This paper briefly reviews an article about a House subcommittee proposing a cut to domestic spending for food stamp/ "SNAP" assistance transfers. The original article models what such a cut would have on consumers, and then through the value chain to producers as firms in retail and services as well as food originators react to cuts in demand. Expenditures are taken from actual U.S. Bureau of Labor Statistics Consumer Expenditure Survey data for 2010, modeling relative marginal propensities to consume for individuals and then extending that to the firm and ultimately the macroeconomy, where analysis leaves off.
micro demo "SOME" of the topics
Appendix a shows a Reuters article describing a congressional committee prioritizing spending cuts to food stamp and other "SNAP" benefits to some 43 million low-income Americans over the next ten years (Stephenson, n.p.) This is a projected, nominal amount as yet since we don't know future inflation, but modeling such a cut demonstrates microeconomic tradeoffs that will reverberate throughout the economy.
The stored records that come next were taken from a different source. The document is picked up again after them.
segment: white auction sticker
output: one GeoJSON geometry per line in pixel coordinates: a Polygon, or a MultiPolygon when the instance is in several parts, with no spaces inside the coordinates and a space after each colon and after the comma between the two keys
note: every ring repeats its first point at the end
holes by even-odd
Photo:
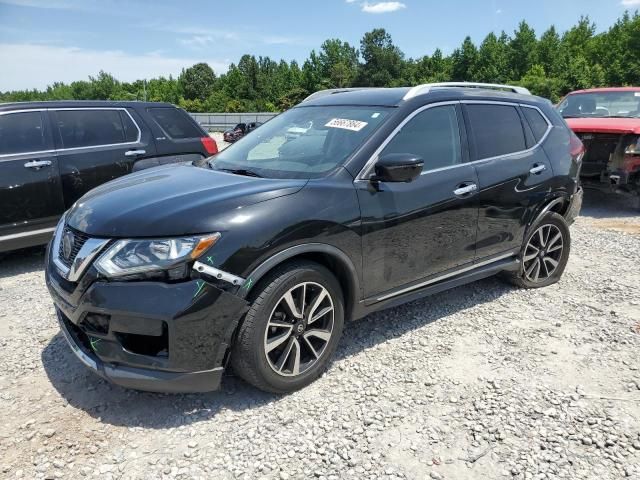
{"type": "Polygon", "coordinates": [[[359,132],[368,125],[367,122],[361,122],[359,120],[347,120],[346,118],[334,118],[325,127],[330,128],[344,128],[345,130],[352,130],[359,132]]]}

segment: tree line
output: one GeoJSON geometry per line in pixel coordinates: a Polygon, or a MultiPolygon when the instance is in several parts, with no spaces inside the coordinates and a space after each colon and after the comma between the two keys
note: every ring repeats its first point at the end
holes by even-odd
{"type": "Polygon", "coordinates": [[[101,71],[89,80],[56,82],[45,90],[0,92],[0,101],[143,100],[176,104],[191,112],[282,111],[324,88],[394,87],[475,81],[522,85],[559,100],[571,90],[640,85],[640,15],[625,13],[596,34],[588,18],[564,33],[554,26],[536,35],[522,21],[512,35],[489,33],[480,45],[470,37],[450,55],[407,58],[384,29],[364,34],[359,48],[326,40],[302,63],[243,55],[226,73],[206,63],[177,77],[120,82],[101,71]]]}

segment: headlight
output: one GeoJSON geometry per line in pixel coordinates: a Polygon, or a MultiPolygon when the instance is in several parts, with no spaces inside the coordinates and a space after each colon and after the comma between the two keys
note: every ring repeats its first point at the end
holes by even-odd
{"type": "Polygon", "coordinates": [[[96,262],[108,277],[168,270],[195,260],[220,238],[219,233],[156,240],[118,240],[96,262]]]}

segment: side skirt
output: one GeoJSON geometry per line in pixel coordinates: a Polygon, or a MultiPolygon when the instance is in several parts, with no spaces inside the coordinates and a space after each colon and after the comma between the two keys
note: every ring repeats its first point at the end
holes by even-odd
{"type": "MultiPolygon", "coordinates": [[[[497,260],[488,265],[479,266],[477,268],[474,268],[473,270],[468,270],[466,272],[460,273],[459,275],[445,278],[442,281],[434,282],[425,287],[411,290],[406,293],[401,293],[397,296],[392,296],[382,301],[376,300],[375,297],[364,299],[355,306],[352,319],[355,320],[358,318],[362,318],[365,315],[379,310],[396,307],[398,305],[402,305],[403,303],[411,302],[413,300],[417,300],[429,295],[434,295],[451,288],[475,282],[476,280],[491,277],[496,273],[502,271],[515,271],[519,267],[520,260],[517,257],[517,254],[514,253],[508,258],[497,260]]],[[[399,289],[399,291],[402,290],[403,288],[399,289]]]]}

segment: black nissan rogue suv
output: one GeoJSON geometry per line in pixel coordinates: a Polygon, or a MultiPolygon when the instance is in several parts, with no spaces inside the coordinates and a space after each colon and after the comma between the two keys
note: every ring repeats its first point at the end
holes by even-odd
{"type": "Polygon", "coordinates": [[[217,151],[168,103],[0,104],[0,252],[47,243],[64,211],[98,185],[217,151]]]}
{"type": "Polygon", "coordinates": [[[289,392],[328,366],[346,319],[496,273],[557,282],[582,155],[520,87],[318,92],[207,165],[87,193],[46,281],[77,357],[116,384],[209,391],[231,365],[289,392]]]}

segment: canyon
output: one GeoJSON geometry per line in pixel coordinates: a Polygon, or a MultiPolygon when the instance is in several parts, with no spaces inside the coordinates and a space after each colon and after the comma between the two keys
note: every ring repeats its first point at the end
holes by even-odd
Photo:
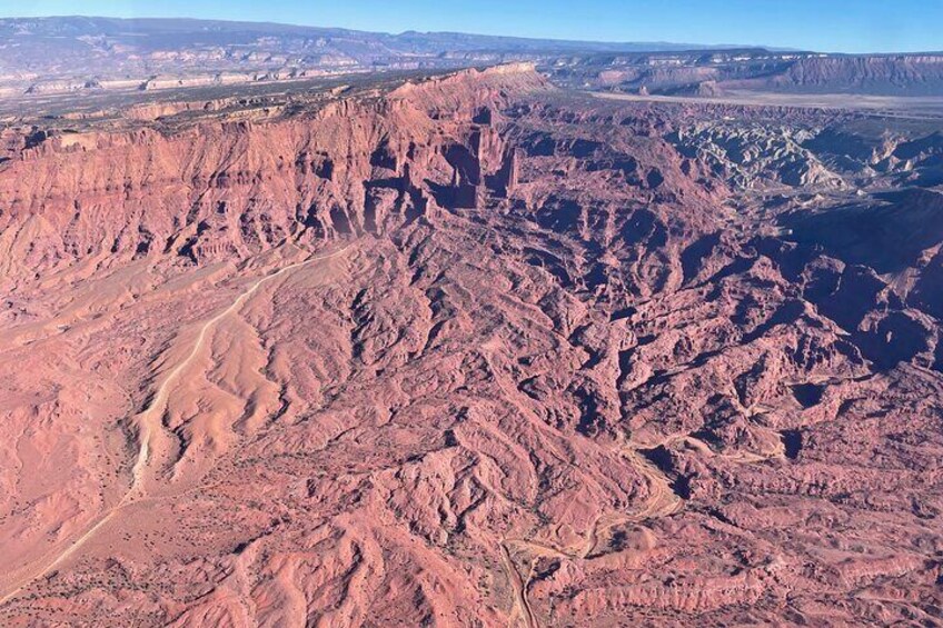
{"type": "Polygon", "coordinates": [[[536,63],[9,113],[0,622],[939,625],[943,123],[536,63]]]}

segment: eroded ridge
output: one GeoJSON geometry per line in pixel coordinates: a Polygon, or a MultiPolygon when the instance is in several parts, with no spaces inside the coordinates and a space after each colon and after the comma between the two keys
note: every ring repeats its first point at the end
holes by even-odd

Furthermore, this analysis will pretend that figure is in adjusted 2009 dollars, which is not terribly drastic if inflation growth stays low. Why? That assumption allows for comparison with most recent U.S. Bureau of Labor Consumer Expenditure Survey data to consider the effects of reduced purchasing power from SNAP cuts.
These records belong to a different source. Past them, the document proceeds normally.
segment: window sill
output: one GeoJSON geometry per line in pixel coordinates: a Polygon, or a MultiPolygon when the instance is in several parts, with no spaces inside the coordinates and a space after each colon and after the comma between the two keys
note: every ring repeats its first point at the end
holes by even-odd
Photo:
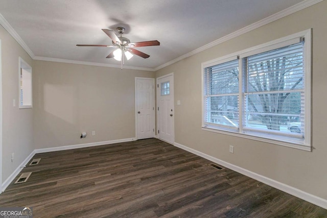
{"type": "Polygon", "coordinates": [[[208,127],[202,127],[202,130],[207,131],[209,132],[216,132],[218,133],[224,134],[225,135],[231,135],[233,136],[240,137],[241,138],[247,138],[248,139],[254,140],[255,141],[262,141],[263,142],[270,143],[271,144],[277,144],[278,146],[284,146],[286,147],[292,148],[293,149],[299,149],[303,151],[311,152],[311,146],[305,145],[299,145],[290,142],[278,141],[276,140],[269,139],[265,138],[262,138],[259,136],[254,136],[245,134],[242,134],[236,132],[230,132],[222,130],[219,130],[216,129],[210,128],[208,127]]]}

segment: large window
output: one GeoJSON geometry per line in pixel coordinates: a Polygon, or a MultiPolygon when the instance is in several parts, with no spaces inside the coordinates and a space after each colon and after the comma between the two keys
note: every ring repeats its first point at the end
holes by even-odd
{"type": "Polygon", "coordinates": [[[203,129],[311,150],[311,31],[202,64],[203,129]]]}

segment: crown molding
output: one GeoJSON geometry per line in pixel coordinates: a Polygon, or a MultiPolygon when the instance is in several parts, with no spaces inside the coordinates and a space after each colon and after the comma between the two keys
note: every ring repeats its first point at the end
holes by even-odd
{"type": "MultiPolygon", "coordinates": [[[[259,20],[258,22],[255,22],[247,27],[245,27],[233,33],[223,36],[212,42],[210,42],[206,45],[195,49],[195,50],[185,54],[184,55],[179,57],[177,58],[169,61],[155,68],[138,67],[128,66],[124,66],[124,68],[126,69],[136,69],[151,71],[155,71],[158,70],[164,67],[169,66],[170,65],[179,61],[184,58],[192,56],[192,55],[195,55],[208,49],[210,49],[214,46],[218,45],[233,38],[237,37],[241,35],[247,33],[248,32],[259,28],[259,27],[262,27],[263,26],[269,23],[278,19],[281,19],[293,13],[296,12],[297,11],[300,11],[302,9],[304,9],[305,8],[308,8],[308,7],[311,6],[317,3],[319,3],[319,2],[322,2],[324,0],[305,0],[303,2],[297,4],[296,5],[291,6],[288,8],[283,10],[283,11],[279,11],[279,12],[269,16],[269,17],[266,17],[265,18],[264,18],[261,20],[259,20]]],[[[33,60],[74,63],[77,64],[90,65],[92,66],[105,66],[114,68],[121,67],[121,65],[114,64],[75,61],[72,60],[46,58],[43,57],[36,57],[32,52],[32,50],[31,50],[30,48],[26,45],[25,42],[23,41],[21,38],[20,38],[19,35],[16,32],[16,31],[13,29],[11,26],[10,26],[9,23],[8,22],[8,21],[6,20],[6,19],[5,19],[4,16],[1,14],[0,14],[0,24],[2,25],[2,26],[4,27],[4,28],[8,32],[8,33],[9,33],[9,34],[14,38],[14,39],[15,39],[16,41],[17,41],[17,42],[20,45],[20,46],[21,46],[21,47],[25,50],[25,51],[26,51],[26,52],[30,55],[30,56],[31,56],[31,57],[33,60]]]]}
{"type": "Polygon", "coordinates": [[[167,66],[169,66],[171,64],[183,60],[184,58],[192,56],[192,55],[195,55],[201,52],[203,52],[203,51],[210,49],[214,46],[217,45],[220,43],[236,38],[242,34],[244,34],[244,33],[255,30],[257,28],[259,28],[259,27],[262,27],[264,25],[266,25],[266,24],[277,20],[278,19],[281,19],[283,17],[286,17],[287,15],[289,15],[290,14],[295,13],[298,11],[300,11],[302,9],[304,9],[305,8],[308,8],[308,7],[311,6],[317,3],[319,3],[319,2],[322,2],[323,1],[323,0],[305,0],[303,2],[301,2],[299,3],[293,5],[293,6],[284,9],[283,11],[281,11],[279,12],[267,17],[261,20],[259,20],[259,21],[255,22],[243,28],[240,29],[240,30],[237,30],[229,34],[226,35],[225,36],[223,36],[219,39],[218,39],[212,42],[210,42],[206,45],[200,47],[195,50],[193,50],[192,52],[185,54],[184,55],[179,57],[175,59],[168,62],[162,65],[161,65],[155,68],[154,70],[158,70],[160,69],[161,69],[167,66]]]}
{"type": "Polygon", "coordinates": [[[15,31],[15,30],[10,26],[9,23],[5,19],[5,17],[4,17],[1,14],[0,14],[0,24],[4,27],[4,28],[17,41],[18,44],[19,44],[23,49],[31,56],[32,59],[34,59],[35,56],[33,52],[32,52],[32,50],[30,49],[23,40],[21,39],[20,36],[15,31]]]}
{"type": "MultiPolygon", "coordinates": [[[[120,68],[122,67],[122,66],[121,65],[104,64],[102,63],[90,62],[88,61],[75,61],[73,60],[61,59],[59,58],[46,58],[44,57],[35,56],[34,58],[33,58],[33,60],[38,60],[38,61],[52,61],[55,62],[66,63],[69,63],[69,64],[83,64],[83,65],[91,65],[91,66],[104,66],[107,67],[120,68]]],[[[130,66],[126,66],[126,65],[124,65],[123,68],[130,69],[136,69],[136,70],[139,70],[151,71],[154,71],[154,68],[152,68],[138,67],[130,66]]]]}

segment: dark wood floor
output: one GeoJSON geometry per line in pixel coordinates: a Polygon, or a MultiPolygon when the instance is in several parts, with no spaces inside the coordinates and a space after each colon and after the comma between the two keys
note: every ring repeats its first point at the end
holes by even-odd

The 2010 Consumer Expenditure Survey Table 2 (Appendix B, U.S. Bureau of Labor Statistics, 2011, n.p.) provides real data useful for modeling some of the effects of cutting SNAP benefits. Consider the $10,00-14,999 per year income bracket, the large majority of whom are white and female, and either over 55 years old, or some of whom are very old and young, but more of whom than not have at least one dependent and also less than one full time earner per "consumer unit" (U.S. Bureau of Labor Statistics). More importantly, this group is budget-constrained, as indicated by average annual spending greater than income, and negative asset growth / positive liability growth. These consumers are living on some form of credit in addition to SNAP, this suggests. Therefore they would face immediate tradeoffs from a cut to SNAP.
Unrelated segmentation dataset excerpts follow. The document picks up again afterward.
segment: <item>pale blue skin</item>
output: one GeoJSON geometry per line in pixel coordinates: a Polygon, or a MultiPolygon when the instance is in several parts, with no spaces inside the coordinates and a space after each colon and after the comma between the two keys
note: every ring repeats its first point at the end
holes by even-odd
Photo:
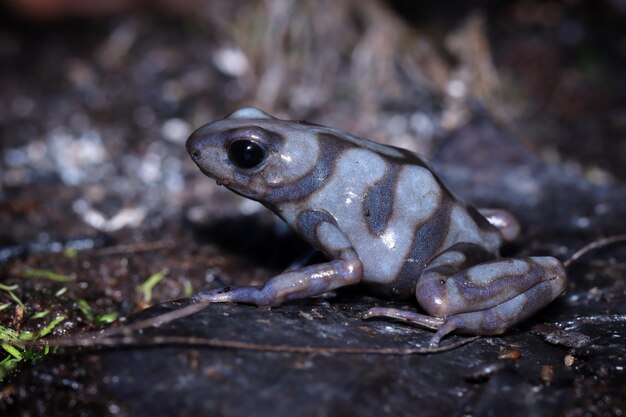
{"type": "Polygon", "coordinates": [[[428,313],[373,308],[366,318],[435,329],[437,346],[452,331],[500,334],[565,289],[555,258],[499,258],[519,231],[514,217],[470,207],[409,151],[253,108],[201,127],[187,150],[203,173],[264,204],[329,259],[198,302],[275,306],[362,282],[389,297],[414,295],[428,313]],[[237,162],[237,141],[262,149],[258,163],[237,162]]]}

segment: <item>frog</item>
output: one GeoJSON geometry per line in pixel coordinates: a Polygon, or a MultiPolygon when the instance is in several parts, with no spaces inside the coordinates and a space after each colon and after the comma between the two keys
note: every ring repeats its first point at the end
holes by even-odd
{"type": "Polygon", "coordinates": [[[232,192],[273,211],[325,262],[288,268],[262,286],[201,291],[195,303],[274,307],[360,284],[420,310],[372,307],[364,319],[450,333],[499,335],[561,295],[551,256],[500,256],[520,233],[505,209],[477,209],[422,156],[305,121],[244,107],[198,128],[193,162],[232,192]]]}

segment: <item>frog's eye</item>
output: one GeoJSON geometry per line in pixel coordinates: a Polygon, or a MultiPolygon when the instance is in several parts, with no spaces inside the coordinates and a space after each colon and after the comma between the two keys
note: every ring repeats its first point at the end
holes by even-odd
{"type": "Polygon", "coordinates": [[[235,139],[228,145],[228,159],[238,168],[254,168],[265,160],[266,154],[263,146],[248,139],[235,139]]]}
Consumer Expenditure Survey (CES) Table 2 (U.S. Bureau of Labor Statistics) shows, improbably enough, these consumers spent exactly the same mean amount per year on vegetables as they did on alcoholic beverages, which is fortuitous because this demonstrates perfect substitution at first if both goods are discretionary, but then also an increase in cost with only one good plausibly considered discretionary, alcohol, using the same graphs for space. If these were the only two goods available, and the consumer spent more on food than their SNAP income as is the case here, the result is that some food is purchased with cash and so a reduction in SNAP would mean a direct reduction in total purchasing power. Therefore if they are living at baseline subsistence, and if vegetables (rice, potatoes) are the cheapest food and therefore lack viable substitutes outside this model, and if consuming less vegetables means starvation, then the only place in this model any money can come from to replace SNAP cuts would be reduced alcohol consumption. Given more space this is usually demonstrated on separate graphs but we may be able to pull it off and still discuss other effects farther down the line.
Figure I (Appendix C) shows budget line 1, the real tradeoff between vegetables and alcohol that existed for this group in 2010. Had they surplus income, i.e. were there cheaper, adequate food besides vegetables, and veggies and alcohol were perfect substitutes, there would theoretically be an infinite number of indifference curves with whatever personal marginal rates of substitution for each individual on their budget line like the two labeled a and B. But say there was no food cheaper than vegetables and SNAP benefits were cut where consumption was more than income, then there would be less purchasing power for alcohol, which in this model would simulate a price increase (external to these graphs); units of alcohol consumed would fall as budget shifted to budget line 2 in Figure 2, inelasticity of Y to X would increase at lower values of Y (Appendix C Table a displays some of the infinite elasticities located on both curves), and the program would very likely accomplish the stated objective of cutting out some discretionary spending, which in this case may also carry externalities in public health. The consumer's indifference curve would be on a lower budget line against their preference but this would have effects of its own beyond individual consumers (below). On the other hand if we shifted the good on the X axis to "rent" and called that at its possible minimum to begin with (i.e. without substitute outside the model), then a cut in SNAP that decreased purchasing power for both goods would equal an absolute reduction of all consumption as demonstrated in figure 4, and both "corner solutions" of all one and zero of the other would change instead of remaining the same at X=0 for vegetables in Figure 2. Were these goods perfect complements, the indifference curves would in fact be fully squared instead of rough isoquants displayed here.